The IPCC report makes for sobering reading.
A UN report says climate change is taking lives and livelihoods and driving disease and crop failure – but there is still a window to act.
COP26 President Alok Sharma MP called it a “grim” and “incredibly stark” warning.
“I would argue this is another code red for humanity,” he told Sky News.
“And what this report says to us is that the impact on lives and livelihoods and nature are far, far worse than we originally anticipated.”
It is hard to know how much more urgent the warnings could be.
But this report won’t draw anywhere near as much attention as its authors might normally expect.
The world’s focus is firmly on Ukraine.
It is an example of something that keeps climate scientists up at night: the prospect that rolling crisis after rolling crisis, from pandemics to conflicts, diverting attention and effort from an issue that is already an existential threat.
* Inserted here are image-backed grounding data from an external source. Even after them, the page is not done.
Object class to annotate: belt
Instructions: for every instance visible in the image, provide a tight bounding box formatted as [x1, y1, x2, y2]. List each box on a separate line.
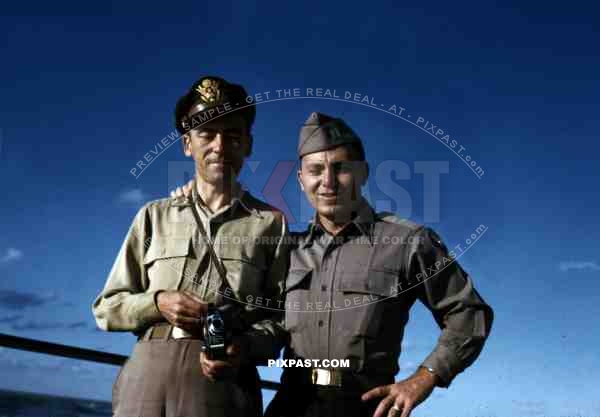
[311, 368, 344, 387]
[283, 367, 392, 391]
[138, 323, 200, 341]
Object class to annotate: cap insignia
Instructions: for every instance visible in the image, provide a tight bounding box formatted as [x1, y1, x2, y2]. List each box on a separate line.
[195, 78, 222, 104]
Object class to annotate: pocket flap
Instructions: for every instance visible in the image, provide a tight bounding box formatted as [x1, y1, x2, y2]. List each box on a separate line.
[143, 236, 191, 264]
[221, 254, 265, 272]
[285, 269, 312, 293]
[338, 269, 398, 297]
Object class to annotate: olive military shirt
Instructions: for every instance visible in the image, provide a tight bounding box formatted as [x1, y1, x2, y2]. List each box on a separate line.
[283, 201, 493, 387]
[93, 184, 289, 363]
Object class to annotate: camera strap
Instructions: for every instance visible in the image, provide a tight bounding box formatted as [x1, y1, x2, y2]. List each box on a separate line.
[188, 199, 231, 301]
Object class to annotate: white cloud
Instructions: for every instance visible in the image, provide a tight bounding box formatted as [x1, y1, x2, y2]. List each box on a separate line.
[559, 261, 600, 272]
[512, 399, 546, 416]
[116, 188, 147, 206]
[0, 247, 23, 264]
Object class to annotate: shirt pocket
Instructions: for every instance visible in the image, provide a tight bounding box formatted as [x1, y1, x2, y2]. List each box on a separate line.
[335, 268, 399, 338]
[284, 268, 312, 332]
[143, 236, 191, 291]
[220, 254, 266, 302]
[338, 267, 398, 297]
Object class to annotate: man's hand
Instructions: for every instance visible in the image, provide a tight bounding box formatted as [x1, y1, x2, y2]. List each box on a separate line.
[170, 179, 195, 199]
[361, 367, 438, 417]
[156, 290, 208, 334]
[199, 339, 245, 381]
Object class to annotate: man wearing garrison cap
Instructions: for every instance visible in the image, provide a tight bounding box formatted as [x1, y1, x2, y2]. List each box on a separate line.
[263, 112, 494, 417]
[93, 76, 289, 417]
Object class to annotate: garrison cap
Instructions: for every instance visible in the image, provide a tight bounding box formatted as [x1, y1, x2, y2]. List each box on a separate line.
[298, 112, 364, 158]
[174, 76, 256, 134]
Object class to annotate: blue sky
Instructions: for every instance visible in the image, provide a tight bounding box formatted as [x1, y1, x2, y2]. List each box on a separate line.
[1, 1, 599, 416]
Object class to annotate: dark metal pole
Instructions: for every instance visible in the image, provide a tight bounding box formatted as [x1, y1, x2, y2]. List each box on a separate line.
[0, 332, 280, 391]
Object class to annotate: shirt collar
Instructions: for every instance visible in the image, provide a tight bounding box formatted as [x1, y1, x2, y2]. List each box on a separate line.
[352, 199, 376, 242]
[169, 178, 261, 218]
[301, 199, 376, 248]
[302, 220, 325, 248]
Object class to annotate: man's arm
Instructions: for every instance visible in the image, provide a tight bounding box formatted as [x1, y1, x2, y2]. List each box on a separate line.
[238, 211, 290, 364]
[362, 226, 493, 417]
[92, 204, 164, 332]
[410, 226, 494, 388]
[93, 203, 208, 333]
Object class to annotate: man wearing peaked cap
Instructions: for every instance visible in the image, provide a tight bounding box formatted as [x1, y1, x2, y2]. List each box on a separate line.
[264, 112, 493, 417]
[93, 75, 289, 417]
[175, 76, 256, 138]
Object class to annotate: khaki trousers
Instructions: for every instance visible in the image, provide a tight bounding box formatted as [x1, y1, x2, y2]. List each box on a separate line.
[113, 339, 261, 417]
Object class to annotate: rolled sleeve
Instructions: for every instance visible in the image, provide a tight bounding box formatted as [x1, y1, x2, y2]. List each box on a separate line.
[409, 227, 494, 387]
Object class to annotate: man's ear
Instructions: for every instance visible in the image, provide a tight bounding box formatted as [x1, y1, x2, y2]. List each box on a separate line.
[182, 134, 192, 157]
[297, 168, 305, 191]
[244, 134, 253, 158]
[360, 161, 369, 186]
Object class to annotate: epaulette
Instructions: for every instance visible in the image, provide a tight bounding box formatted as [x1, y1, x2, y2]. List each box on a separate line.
[376, 211, 421, 230]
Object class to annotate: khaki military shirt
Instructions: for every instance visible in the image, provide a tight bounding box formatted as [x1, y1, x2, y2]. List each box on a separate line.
[283, 201, 493, 387]
[93, 184, 289, 363]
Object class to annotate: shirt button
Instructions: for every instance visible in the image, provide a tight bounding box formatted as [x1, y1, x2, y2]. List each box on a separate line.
[318, 320, 324, 327]
[321, 285, 327, 291]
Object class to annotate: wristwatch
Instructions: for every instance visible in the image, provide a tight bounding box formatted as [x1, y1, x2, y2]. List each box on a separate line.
[419, 366, 441, 385]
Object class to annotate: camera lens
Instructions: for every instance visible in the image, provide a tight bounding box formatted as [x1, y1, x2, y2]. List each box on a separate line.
[212, 318, 223, 329]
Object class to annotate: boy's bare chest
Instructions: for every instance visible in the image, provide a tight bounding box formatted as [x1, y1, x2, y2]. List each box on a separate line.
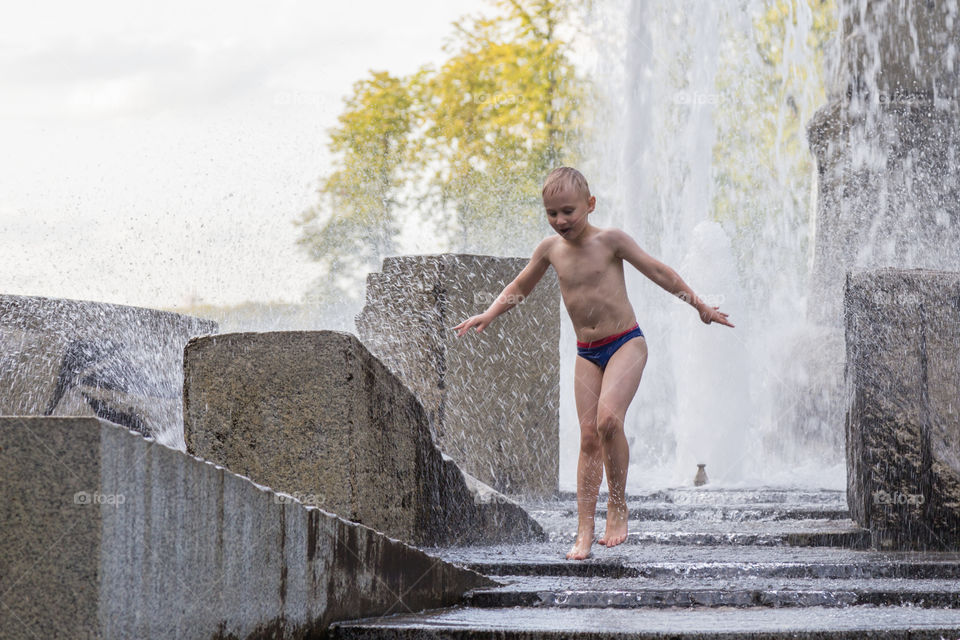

Diplomats and policy experts at the UN climate change conference COP26 often remarked on how much can be achieved when the world sets its sights on a single issue, and how quickly progress stalls when nations begin to look elsewhere.
And there is concern that some of the G20 nations will not deliver on their climate promises because they will be preoccupied with other problems.
The other issue simmering underneath the IPCC’s work, as it so often does, is cash.
The report starkly illustrates that rich nations in particular must find the money to simultaneously protect people and places from the impacts of the climate crisis, while at the same time investing in working out how to reduce carbon emissions down to net zero by 2050.
And the longer we wait to invest in either of these things (known as adaptation and mitigation), the more expensive it is going to get.
The escalating row over the cost of paying for net zero in this country alone tells you how hard it is going to be to prise those wallets open across the planet.